Stafford’s numbers (28-for-38 for 236 yards) were almost identical to Daniel’s (27-for-37 for 230). In fact, Daniel faced more pressure, sacked four times. The difference was, he avoided the huge blunder, zero interceptions. The other difference was, the Bears defense is one of the best in the league, and the Lions hover just below average.
But we can’t keep lowering the bar for Stafford, no matter how dysfunctional the Lions have been over the years. He’s paid like an elite quarterback, he’s touted like one, and he doesn’t play like one nearly enough, not against the best teams. On the final interception, it was third-and-9 from Chicago’s 11, and Stafford lofted a pass toward the right corner of the end zone. Roberts veered outside but the ball fluttered inside, and cornerback Kyle Fuller picked it off.
Stafford and Roberts both admitted to miscommunication, or misreads, without blaming each other. Patricia wasn’t willing to assign blame, but wasn’t absolving anyone either.
“We can’t have those situations,” Patricia said. “When they come up, they’re not good.”

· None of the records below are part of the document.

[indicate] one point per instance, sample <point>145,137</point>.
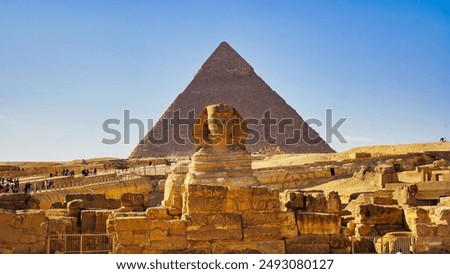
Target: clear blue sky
<point>67,66</point>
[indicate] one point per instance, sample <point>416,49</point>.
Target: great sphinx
<point>220,156</point>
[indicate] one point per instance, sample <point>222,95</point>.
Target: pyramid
<point>227,78</point>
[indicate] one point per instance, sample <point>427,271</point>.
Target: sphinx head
<point>220,127</point>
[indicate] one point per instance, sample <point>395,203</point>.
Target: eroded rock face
<point>23,231</point>
<point>18,201</point>
<point>371,214</point>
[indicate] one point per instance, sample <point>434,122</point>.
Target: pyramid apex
<point>224,62</point>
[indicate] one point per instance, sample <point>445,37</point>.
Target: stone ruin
<point>216,205</point>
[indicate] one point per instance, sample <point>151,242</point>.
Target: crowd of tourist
<point>12,185</point>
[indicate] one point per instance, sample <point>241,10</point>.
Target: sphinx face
<point>218,117</point>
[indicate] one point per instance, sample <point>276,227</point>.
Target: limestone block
<point>125,238</point>
<point>129,249</point>
<point>177,227</point>
<point>62,225</point>
<point>204,199</point>
<point>158,213</point>
<point>90,200</point>
<point>94,221</point>
<point>23,231</point>
<point>239,199</point>
<point>308,240</point>
<point>269,226</point>
<point>339,241</point>
<point>255,198</point>
<point>424,230</point>
<point>210,227</point>
<point>172,243</point>
<point>415,215</point>
<point>318,223</point>
<point>257,247</point>
<point>75,207</point>
<point>132,224</point>
<point>292,199</point>
<point>406,195</point>
<point>265,199</point>
<point>366,231</point>
<point>443,230</point>
<point>443,214</point>
<point>132,200</point>
<point>383,229</point>
<point>383,200</point>
<point>315,202</point>
<point>334,204</point>
<point>444,201</point>
<point>347,232</point>
<point>308,244</point>
<point>378,214</point>
<point>199,247</point>
<point>430,241</point>
<point>141,238</point>
<point>18,201</point>
<point>340,250</point>
<point>446,241</point>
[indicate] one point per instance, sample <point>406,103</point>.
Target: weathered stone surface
<point>334,204</point>
<point>378,214</point>
<point>383,200</point>
<point>406,195</point>
<point>23,232</point>
<point>199,247</point>
<point>292,199</point>
<point>415,215</point>
<point>204,199</point>
<point>385,174</point>
<point>127,249</point>
<point>132,199</point>
<point>315,202</point>
<point>211,227</point>
<point>75,206</point>
<point>174,186</point>
<point>254,247</point>
<point>94,221</point>
<point>366,231</point>
<point>444,201</point>
<point>158,213</point>
<point>383,229</point>
<point>443,215</point>
<point>308,244</point>
<point>424,230</point>
<point>62,225</point>
<point>18,201</point>
<point>270,225</point>
<point>443,230</point>
<point>90,200</point>
<point>132,224</point>
<point>318,223</point>
<point>265,199</point>
<point>429,241</point>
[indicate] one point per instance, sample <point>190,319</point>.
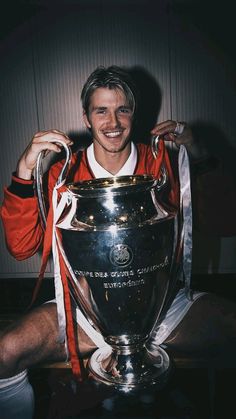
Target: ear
<point>86,121</point>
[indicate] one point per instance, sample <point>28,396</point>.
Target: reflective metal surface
<point>118,239</point>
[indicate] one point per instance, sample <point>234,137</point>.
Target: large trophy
<point>118,241</point>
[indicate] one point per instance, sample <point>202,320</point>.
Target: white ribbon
<point>58,208</point>
<point>186,210</point>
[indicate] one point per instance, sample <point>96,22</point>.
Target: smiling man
<point>109,101</point>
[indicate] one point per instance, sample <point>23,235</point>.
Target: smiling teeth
<point>113,134</point>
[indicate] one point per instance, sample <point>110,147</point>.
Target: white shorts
<point>173,316</point>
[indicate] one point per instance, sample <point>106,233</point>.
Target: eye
<point>100,111</point>
<point>125,110</point>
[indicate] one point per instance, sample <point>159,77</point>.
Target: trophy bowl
<point>119,240</point>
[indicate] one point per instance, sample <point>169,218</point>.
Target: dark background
<point>216,19</point>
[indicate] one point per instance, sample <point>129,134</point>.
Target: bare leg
<point>34,339</point>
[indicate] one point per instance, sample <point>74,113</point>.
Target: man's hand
<point>41,141</point>
<point>180,133</point>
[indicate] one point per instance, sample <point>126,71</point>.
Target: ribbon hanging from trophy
<point>64,276</point>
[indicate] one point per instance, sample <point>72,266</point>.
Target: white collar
<point>99,172</point>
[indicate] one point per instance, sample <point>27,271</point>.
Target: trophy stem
<point>128,369</point>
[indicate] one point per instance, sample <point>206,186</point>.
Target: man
<point>109,104</point>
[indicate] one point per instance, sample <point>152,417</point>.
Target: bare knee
<point>9,355</point>
<point>32,340</point>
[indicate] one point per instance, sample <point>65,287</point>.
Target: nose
<point>114,120</point>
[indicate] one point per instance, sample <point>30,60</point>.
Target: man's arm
<point>19,211</point>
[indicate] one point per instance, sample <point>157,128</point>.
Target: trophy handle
<point>163,173</point>
<point>39,176</point>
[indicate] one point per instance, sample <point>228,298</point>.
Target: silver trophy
<point>119,243</point>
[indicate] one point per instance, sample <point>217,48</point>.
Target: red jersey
<point>20,215</point>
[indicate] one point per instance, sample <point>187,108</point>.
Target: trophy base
<point>132,371</point>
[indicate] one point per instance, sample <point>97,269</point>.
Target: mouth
<point>113,134</point>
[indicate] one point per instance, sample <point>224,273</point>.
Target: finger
<point>52,135</point>
<point>163,128</point>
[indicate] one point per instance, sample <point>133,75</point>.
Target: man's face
<point>110,119</point>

Stafford now has 10 interceptions, after throwing 10 all of last season. The Lions coincidentally just matched their loss total from Jim Caldwell’s final 9-7 slate.
Patricia was hired for his defensive prowess, with the idea that Stafford and Cooter were comfortable running the offense. Maybe too comfortable. While teams like the Rams and Chiefs are cranking up the creativity and point totals, the Lions have been stagnating, even before Johnson and Jones went out and Golden Tate was traded.

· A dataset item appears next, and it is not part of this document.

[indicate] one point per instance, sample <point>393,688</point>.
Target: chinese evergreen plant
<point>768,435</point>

One guy who’s won elsewhere tried to explain what he’s seen here, but had no easy answers.
“It sucks,” LeGarrette Blount said. “We’re not playing good football, we’re not playing complementary football. We’re turning the ball over, we’re not finishing drives, we’re stalling inside the 5, a plethora of things that say why we’re not coming out on top.”

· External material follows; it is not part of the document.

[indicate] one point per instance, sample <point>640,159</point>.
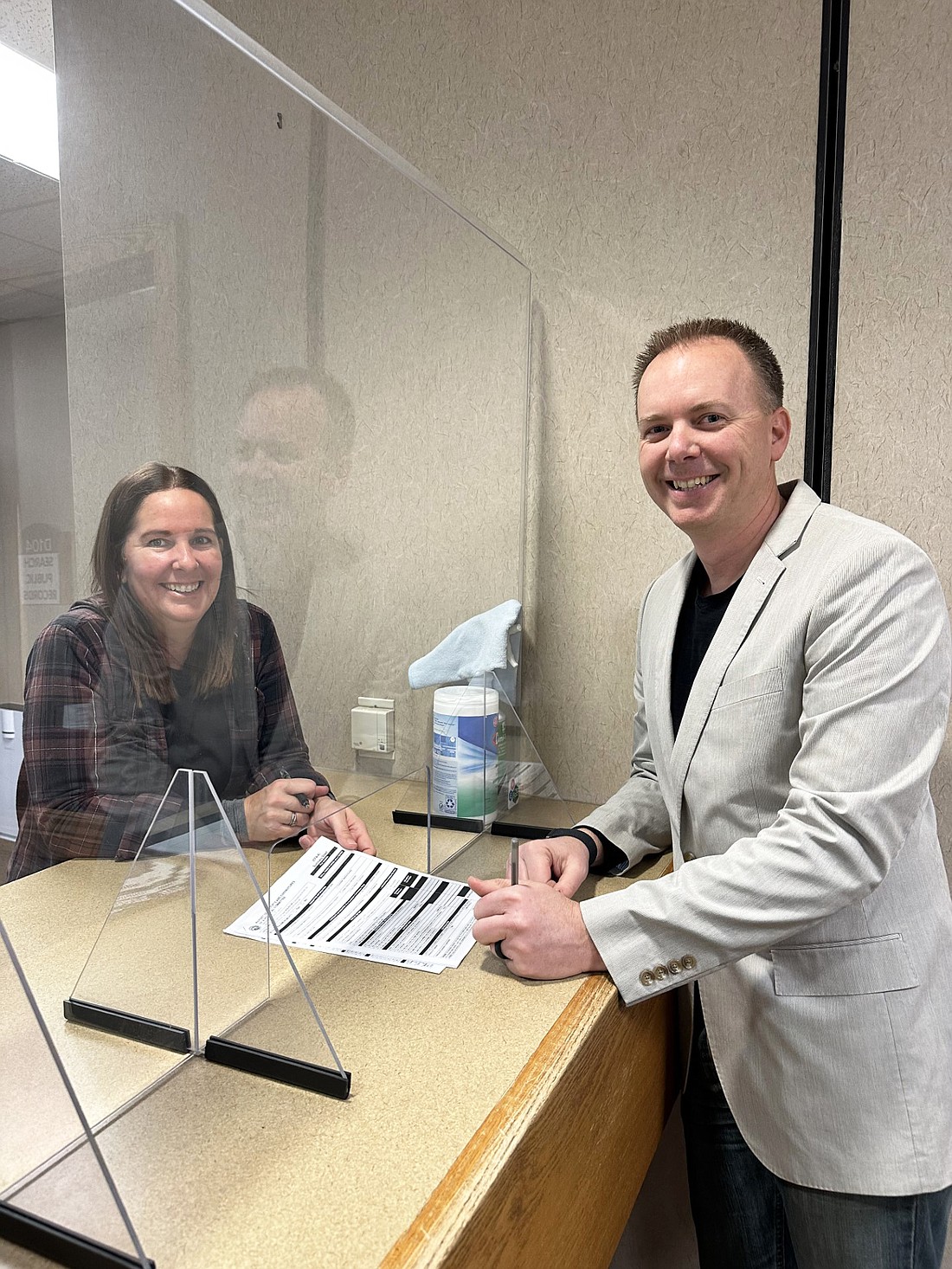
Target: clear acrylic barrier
<point>165,972</point>
<point>45,1127</point>
<point>267,296</point>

Others actually stepped nicely into the void, including Blount, who rushed for 88 yards and two touchdowns. He wasn’t given the chance on fourth-and-1 from the Bears 2 midway through the fourth quarter as Patricia opted for the conservative path, and Matt Prater’s 20-yard field goal tied it 16-16.
That ultra-safe mentality may work when you’re coaching the better team, or have the superior quarterback. The Lions had the superior quarterback in this game, in theory, certainly not in practice.
“I don’t like to point fingers, and I don’t think you can put all the blame on Stafford,” Blount said. “Obviously he’s an elite quarterback, one of the best in this league. I don’t think it’s his fault. There’s no quarterback that’s gonna go through a full season and not make any mistakes. He’s human, he makes mistakes, I make mistakes, we all make mistakes. And a lot of mistakes give you an L.”
The Lions always stand behind their quarterback, perhaps partly because they have no choice, partly because they keep expecting to see more. This was the perfect day for Stafford to show more, to beat a weary Bears team starting a quarterback with 78 career passes. It didn’t happen, and the more it doesn’t happen, the more you question whether it’ll ever happen for Stafford in a big way, here or anywhere.